Eerste afdeling, meervoudige kamer
UITSPRAAK als bedoeld in artikel 8:77 van de Algemene wet bestuursrecht (Awb)
in het geding tussen
[dochter], te dezen wettelijk vertegenwoordigd door haar ouders, [vader] en [moeder], wonende te [plaats], eisers,
het college van burgemeester en wethouders van de gemeente Alphen aan den Rijn, verweerder.
Ontstaan en loop van het geding
Bij besluit van 28 juni 2007 heeft verweerder een aanvraag om woningaanpassing van eisers afgewezen.
Bij besluit van 19 november 2007, verzonden op 20 november 2007, heeft verweerder, overeenkomstig het advies van de Commissie voor de bezwaar- en beroepschriften van 8 november 2007, het hiertegen door eisers gemaakte bezwaar ongegrond verklaard.
Tegen dit besluit hebben eisers bij brief van 27 december 2007, ingekomen bij de rechtbank op 31 december 2007 beroep ingesteld. De gronden zijn daarna aangevuld.
Verweerder heeft de op de zaak betrekking hebbende stukken overgelegd en een verweerschrift ingediend.
Eisers hebben nadere stukken overgelegd.
Het beroep is op 22 september 2008 ter zitting behandeld.
Eisers zijn in persoon verschenen.
Verweerder is ter zitting vertegenwoordigd door mr. [...] en [...].

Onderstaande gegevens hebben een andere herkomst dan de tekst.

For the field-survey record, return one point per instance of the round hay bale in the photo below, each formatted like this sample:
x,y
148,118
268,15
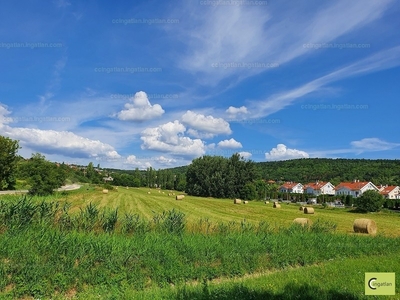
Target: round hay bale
x,y
365,226
309,210
302,221
180,197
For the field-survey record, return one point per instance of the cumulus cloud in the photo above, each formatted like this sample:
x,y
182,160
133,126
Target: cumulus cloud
x,y
281,152
61,142
4,112
235,111
229,144
170,138
138,163
373,144
205,124
140,109
165,161
200,135
245,155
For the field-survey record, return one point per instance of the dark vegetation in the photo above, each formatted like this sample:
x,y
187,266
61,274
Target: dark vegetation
x,y
44,250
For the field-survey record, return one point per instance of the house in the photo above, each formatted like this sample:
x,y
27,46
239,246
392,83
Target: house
x,y
320,188
390,191
109,178
291,187
355,188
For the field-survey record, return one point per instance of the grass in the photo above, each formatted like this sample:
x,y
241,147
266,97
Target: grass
x,y
132,245
137,201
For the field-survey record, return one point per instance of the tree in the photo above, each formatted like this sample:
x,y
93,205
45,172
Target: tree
x,y
8,161
370,201
43,176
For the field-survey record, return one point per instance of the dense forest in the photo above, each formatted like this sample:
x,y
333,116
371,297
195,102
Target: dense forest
x,y
305,170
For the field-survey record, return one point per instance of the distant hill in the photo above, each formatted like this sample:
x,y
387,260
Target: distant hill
x,y
378,171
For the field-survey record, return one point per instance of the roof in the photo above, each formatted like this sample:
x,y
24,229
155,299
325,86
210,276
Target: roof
x,y
354,186
315,185
289,185
387,189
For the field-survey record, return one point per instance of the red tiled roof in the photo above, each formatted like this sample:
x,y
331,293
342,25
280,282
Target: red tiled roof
x,y
289,185
315,185
388,189
354,186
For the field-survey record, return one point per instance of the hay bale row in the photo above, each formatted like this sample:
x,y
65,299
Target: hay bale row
x,y
365,226
180,197
308,210
302,221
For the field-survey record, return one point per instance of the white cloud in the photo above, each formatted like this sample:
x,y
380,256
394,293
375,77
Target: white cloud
x,y
373,144
200,135
170,138
229,144
246,34
4,112
165,161
140,109
281,152
138,163
234,111
379,61
207,125
61,142
245,155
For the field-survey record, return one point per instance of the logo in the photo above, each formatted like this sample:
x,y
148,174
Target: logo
x,y
380,284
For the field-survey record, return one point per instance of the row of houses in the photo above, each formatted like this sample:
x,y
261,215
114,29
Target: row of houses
x,y
354,189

Op 30 mei 2007, ingekomen 6 juni 2007, hebben eisers een aanvraag op grond van de Wet maatschappelijke ondersteuning (WMO) ingediend bij de gemeente Alphen aan den Rijn ten behoeve van het rolstoel-toegankelijk maken van een woning aan de [straat] te [plaats]. Hun dochter, [dochter], geboren op [datum] 2004, heeft een aangeboren hersenafwijking waardoor zij zowel motorisch als in de communcatie beperkt is. Zij heeft hulpmiddelen nodig om zich in huis te verplaatsen. [dochter] woont met eisers in [plaats] in een woning die voor [dochter] niet geschikt is. [dochter] heeft in augustus 2006 van de gemeente Leiderdorp een indicatie voor een verhuiskostenvergoeding ontvangen. Na een zoektocht naar een geschikte woning in Leiderdorp, Sassenheim en Alphen aan den Rijn, zijn eisers in mei 2007 ingeloot voor een (nog) te bouwen, ongelijkvloerse, twee-onder-een kap woning in [plaats] in [straat]. Eisers hebben bij verweerder een aanvraag ingediend voor een woonvoorziening in natura, danwel een financiële tegemoetkoming voor de aanpassing van deze woning.
Bij brief van 28 juni 2007, verzonden op 2 juli 2007, heeft verweerder eisers geïnformeerd over de voorwaarden om in aanmerking te komen voor een verhuiskostenvergoeding, woningaanpassing en woonvoorzieningen in de nieuwe woning. Een van de gestelde voorwaarden is dat de nieuwe woning geschikt moet zijn, zodat deze zo min mogelijk hoeft te worden aangepast.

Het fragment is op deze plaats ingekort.